INTRODUCTION: Osteoporosis is a metabolic bone disease with low bone mineral density (BMD) and high incidence of vertebral fractures (VFs). Postmenopausal women with osteoporosis have decreased total fat and lean mass. This study aimed to investigate the associations between body composition and VF risk and explore the potential predictor of VF risk in postmenopausal women. METHODS: Enrolled 731 postmenopausal women were referred by various departments and outpatient clinics to assess vertebral status between October 2016 and November 2017. The main measures were total body lean mass, fat mass, and BMD. Patients were divided into osteopenia, osteoporosis, and normal groups based on T-scores. Logistic regression analyses were performed to evaluate associations between body composition parameters and VF. RESULTS: VF was significantly associated with increased age, lower height, and lighter weight in all participants, and higher BMI was observed in VF participants. Participants in the osteoporosis group were older and had lower height, weight, and BMD than those in normal and osteopenia groups. Femoral and total hip T-scores as well as T-scores for lumbar spine were significantly lower in participants with VF than in non-VF participants.
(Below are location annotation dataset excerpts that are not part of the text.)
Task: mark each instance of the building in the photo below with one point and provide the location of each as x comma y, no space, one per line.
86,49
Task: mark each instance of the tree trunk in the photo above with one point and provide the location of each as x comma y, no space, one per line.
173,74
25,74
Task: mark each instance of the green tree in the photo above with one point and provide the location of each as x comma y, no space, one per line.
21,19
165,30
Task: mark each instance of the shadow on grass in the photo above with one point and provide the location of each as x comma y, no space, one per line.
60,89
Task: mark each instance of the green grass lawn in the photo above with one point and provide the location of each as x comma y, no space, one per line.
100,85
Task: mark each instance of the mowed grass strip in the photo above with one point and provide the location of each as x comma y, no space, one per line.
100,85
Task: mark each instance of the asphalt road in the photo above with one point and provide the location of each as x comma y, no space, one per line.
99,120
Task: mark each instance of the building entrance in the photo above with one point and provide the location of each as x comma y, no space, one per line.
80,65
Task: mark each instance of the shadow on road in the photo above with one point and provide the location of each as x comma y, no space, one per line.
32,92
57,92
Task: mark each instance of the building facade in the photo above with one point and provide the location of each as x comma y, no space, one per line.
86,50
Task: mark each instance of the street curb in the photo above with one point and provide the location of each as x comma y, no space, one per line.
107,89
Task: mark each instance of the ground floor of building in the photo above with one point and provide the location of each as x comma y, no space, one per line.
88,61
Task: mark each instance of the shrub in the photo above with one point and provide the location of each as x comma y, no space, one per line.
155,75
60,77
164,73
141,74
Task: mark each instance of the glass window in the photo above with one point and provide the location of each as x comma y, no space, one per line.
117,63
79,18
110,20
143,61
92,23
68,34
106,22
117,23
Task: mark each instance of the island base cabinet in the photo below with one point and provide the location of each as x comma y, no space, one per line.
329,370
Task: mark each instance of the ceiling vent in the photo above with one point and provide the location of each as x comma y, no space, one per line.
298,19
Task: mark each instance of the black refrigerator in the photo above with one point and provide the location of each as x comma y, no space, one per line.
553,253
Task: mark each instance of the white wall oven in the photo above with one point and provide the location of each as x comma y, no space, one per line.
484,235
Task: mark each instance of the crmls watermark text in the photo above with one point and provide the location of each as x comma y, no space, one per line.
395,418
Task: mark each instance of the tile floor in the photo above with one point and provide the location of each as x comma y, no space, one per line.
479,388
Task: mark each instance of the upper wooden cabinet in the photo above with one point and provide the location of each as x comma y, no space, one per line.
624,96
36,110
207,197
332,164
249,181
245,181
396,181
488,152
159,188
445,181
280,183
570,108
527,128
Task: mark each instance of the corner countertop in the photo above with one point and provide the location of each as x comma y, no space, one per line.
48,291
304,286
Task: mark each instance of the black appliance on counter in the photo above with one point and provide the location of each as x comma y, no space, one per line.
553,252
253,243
Percentage of bone mass was also significantly lower in VF participants compared to that of non-VF participants. Women with increased BMD and lower bone mass had reduced odds for VF occurrence. Bone mass was significantly able to identify VF occurrence. CONCLUSIONS: Body composition analysis discerns differences in the bone status of postmenopausal women with and without VF. The cutoff value of the bone mass might be used effectively as an indicator of risk for VF occurrence.